Vision Mamba-based UNet++ Approach for Effective Medical Image Segmentataion
Contributors
Rupak Chakraborty
Shashi kant Gupta
Keywords
Proceeding
Track
Engineering and Sciences
License
Copyright (c) 2026 Sustainable Global Societies Initiative

This work is licensed under a Creative Commons Attribution-NonCommercial-NoDerivatives 4.0 International License.
Abstract
In the field of medical image segmentation, UNet and UNet++ approaches got attention. Though the performance of modified architecture of those models was promising, they got stuck in some areas like inaccurate boundary delineation, sensitivity to image quality variance etc. So, researchers moved towards Vision Transformer (ViT) architecture where self-attention mechanisms were applied on a set of patches of images. But these pre-trained transformer-based models suffer from high complexity and heavy power support.
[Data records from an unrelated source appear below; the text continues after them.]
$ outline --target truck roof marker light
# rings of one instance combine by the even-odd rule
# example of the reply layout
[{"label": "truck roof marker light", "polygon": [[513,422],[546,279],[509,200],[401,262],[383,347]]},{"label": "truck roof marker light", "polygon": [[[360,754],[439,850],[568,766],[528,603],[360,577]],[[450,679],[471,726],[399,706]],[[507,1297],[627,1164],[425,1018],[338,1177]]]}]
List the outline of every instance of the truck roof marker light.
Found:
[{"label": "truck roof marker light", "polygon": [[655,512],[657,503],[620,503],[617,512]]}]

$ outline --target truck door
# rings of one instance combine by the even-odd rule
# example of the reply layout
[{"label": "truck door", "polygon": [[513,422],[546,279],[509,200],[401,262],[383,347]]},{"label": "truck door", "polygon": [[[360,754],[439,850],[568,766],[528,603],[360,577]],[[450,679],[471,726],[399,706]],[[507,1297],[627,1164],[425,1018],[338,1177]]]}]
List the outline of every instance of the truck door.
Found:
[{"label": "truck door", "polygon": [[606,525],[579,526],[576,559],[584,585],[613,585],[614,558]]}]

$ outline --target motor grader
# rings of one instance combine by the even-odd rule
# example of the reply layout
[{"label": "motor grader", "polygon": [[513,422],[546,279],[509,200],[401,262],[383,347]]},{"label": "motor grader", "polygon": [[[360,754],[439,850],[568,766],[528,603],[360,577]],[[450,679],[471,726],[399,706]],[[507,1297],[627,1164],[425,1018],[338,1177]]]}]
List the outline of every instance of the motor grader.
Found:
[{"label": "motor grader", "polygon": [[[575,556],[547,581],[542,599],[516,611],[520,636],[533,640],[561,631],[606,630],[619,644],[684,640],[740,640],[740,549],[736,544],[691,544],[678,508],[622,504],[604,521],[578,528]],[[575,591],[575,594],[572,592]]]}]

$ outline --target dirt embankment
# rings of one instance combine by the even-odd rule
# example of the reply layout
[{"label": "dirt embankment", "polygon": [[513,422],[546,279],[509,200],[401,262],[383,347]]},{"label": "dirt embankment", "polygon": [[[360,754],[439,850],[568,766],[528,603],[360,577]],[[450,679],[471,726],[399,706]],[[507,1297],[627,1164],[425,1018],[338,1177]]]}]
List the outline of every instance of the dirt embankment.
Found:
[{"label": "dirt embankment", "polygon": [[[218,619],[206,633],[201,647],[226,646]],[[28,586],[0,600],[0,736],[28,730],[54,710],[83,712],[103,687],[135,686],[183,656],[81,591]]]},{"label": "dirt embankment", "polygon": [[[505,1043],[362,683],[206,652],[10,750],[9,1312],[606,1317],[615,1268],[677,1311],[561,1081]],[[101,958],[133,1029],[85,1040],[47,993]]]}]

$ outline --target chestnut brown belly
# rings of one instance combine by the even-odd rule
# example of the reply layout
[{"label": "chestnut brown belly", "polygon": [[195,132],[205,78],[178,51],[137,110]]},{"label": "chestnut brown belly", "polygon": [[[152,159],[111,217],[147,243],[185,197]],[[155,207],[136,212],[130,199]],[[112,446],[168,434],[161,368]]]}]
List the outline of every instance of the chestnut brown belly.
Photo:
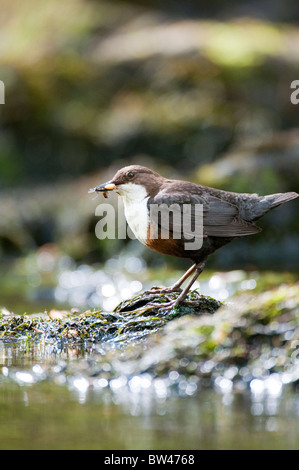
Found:
[{"label": "chestnut brown belly", "polygon": [[180,239],[150,239],[147,238],[145,245],[151,250],[157,251],[163,255],[176,256],[178,258],[187,258],[195,263],[206,260],[206,258],[218,250],[218,248],[226,245],[232,239],[229,237],[206,237],[200,250],[185,250],[184,240]]},{"label": "chestnut brown belly", "polygon": [[162,253],[163,255],[171,255],[178,258],[190,258],[190,251],[187,252],[184,250],[184,244],[181,240],[174,240],[173,238],[169,238],[167,240],[163,240],[161,238],[147,239],[145,244],[151,250]]}]

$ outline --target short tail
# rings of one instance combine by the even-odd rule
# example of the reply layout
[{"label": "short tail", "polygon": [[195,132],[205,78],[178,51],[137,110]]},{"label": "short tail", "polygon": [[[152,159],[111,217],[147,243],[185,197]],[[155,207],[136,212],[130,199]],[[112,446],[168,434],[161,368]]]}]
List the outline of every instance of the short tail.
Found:
[{"label": "short tail", "polygon": [[255,217],[252,220],[257,220],[263,215],[267,214],[271,209],[284,204],[285,202],[292,201],[296,199],[299,194],[295,192],[290,193],[277,193],[269,194],[268,196],[261,196],[259,198],[259,204],[256,206]]},{"label": "short tail", "polygon": [[269,204],[269,210],[273,209],[274,207],[280,206],[280,204],[284,204],[285,202],[289,202],[292,199],[296,199],[299,194],[295,192],[291,193],[277,193],[277,194],[270,194],[269,196],[264,196],[264,199]]}]

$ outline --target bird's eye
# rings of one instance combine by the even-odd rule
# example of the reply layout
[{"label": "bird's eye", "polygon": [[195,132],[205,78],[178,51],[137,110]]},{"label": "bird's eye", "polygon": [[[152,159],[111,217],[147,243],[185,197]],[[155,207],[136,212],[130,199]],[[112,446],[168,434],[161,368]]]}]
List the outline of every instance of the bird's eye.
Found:
[{"label": "bird's eye", "polygon": [[135,176],[135,173],[133,173],[133,171],[128,171],[128,173],[127,173],[127,177],[128,177],[128,178],[131,179],[131,178],[133,178],[134,176]]}]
To overcome those issues, State Space Model (SSM)-based Vision Mamba (VM) architecture has been introduced. Incorporation of bidirectional sequence feature of SSM to encoder-decoder based UNet architecture is the recent research interest. Inspired by existing literature, one Vision Mamba UNet++ (VMUNet++) has been proposed for effective segmentation. The nested ‘skip-connections’ of UNet++ has been chosen here to reduce the semantic gap between encoding and decoding features. The proposed model will be tested to public datasets like ISIC18, Synapse, SegPC-2021 and the outcome of the model will be compared with existing recent architectures to show the efficacy of the model.